I have not been to Highlandtown for several years. Are the weeds back? Used to enjoy the lake but when the weeds left was not nearly as good. Someone said the "grass carp" died off.


----------



## Bad Bub (Jan 17, 2006)

Still no weeds... still tons of carp. And you're right... it's nothing like it was in years past.


----------



## EDE (Nov 6, 2015)

Bad Bub said:


> Still no weeds... still tons of carp. And you're right... it's nothing like it was in years past.


Thanks!!


----------



## webothfish (Mar 28, 2008)

it did change the lake a bit, bluegills not quite as big on average, and the tons of small bass seem to be fewer. Grass carp definitely still there in the shallows looks like a herd of cows plowing through when you get close.


----------



## StarkFisherman (May 17, 2008)

Is this the small lake near Zeppernick? Right off 172?


----------



## EDE (Nov 6, 2015)

Highlandtown is off Rt 39 between Salineville and Wellsville.


----------



## Bad Bub (Jan 17, 2006)

StarkFisherman said:


> Is this the small lake near Zeppernick? Right off 172?
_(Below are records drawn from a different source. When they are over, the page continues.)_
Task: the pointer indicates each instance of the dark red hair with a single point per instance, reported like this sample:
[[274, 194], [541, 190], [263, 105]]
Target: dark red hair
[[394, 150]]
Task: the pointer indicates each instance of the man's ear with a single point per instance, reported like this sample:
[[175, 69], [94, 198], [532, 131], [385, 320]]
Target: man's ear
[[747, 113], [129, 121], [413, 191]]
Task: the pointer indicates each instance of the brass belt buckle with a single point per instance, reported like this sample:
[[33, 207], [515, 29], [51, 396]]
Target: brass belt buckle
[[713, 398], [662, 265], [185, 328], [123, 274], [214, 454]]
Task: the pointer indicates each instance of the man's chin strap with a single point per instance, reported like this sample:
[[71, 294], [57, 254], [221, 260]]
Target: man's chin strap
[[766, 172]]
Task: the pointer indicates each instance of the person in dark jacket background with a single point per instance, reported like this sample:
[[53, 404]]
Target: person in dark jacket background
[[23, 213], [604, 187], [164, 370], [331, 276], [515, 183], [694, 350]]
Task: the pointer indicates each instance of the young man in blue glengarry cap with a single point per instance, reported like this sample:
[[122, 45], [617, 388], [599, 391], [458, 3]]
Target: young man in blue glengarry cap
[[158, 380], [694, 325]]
You're thinking of Guilford I believe.


----------



## MAB3169 (Aug 15, 2017)

No.. that's Ruff pond


StarkFisherman said:


> Is this the small lake near Zeppernick? Right off 172?


----------



## Hatchetman (Apr 13, 2004)

Zepperneck is a few


MAB3169 said:


> No.. that's Ruff pond


miles north of Highlandtown and is a 9.9 lake now


----------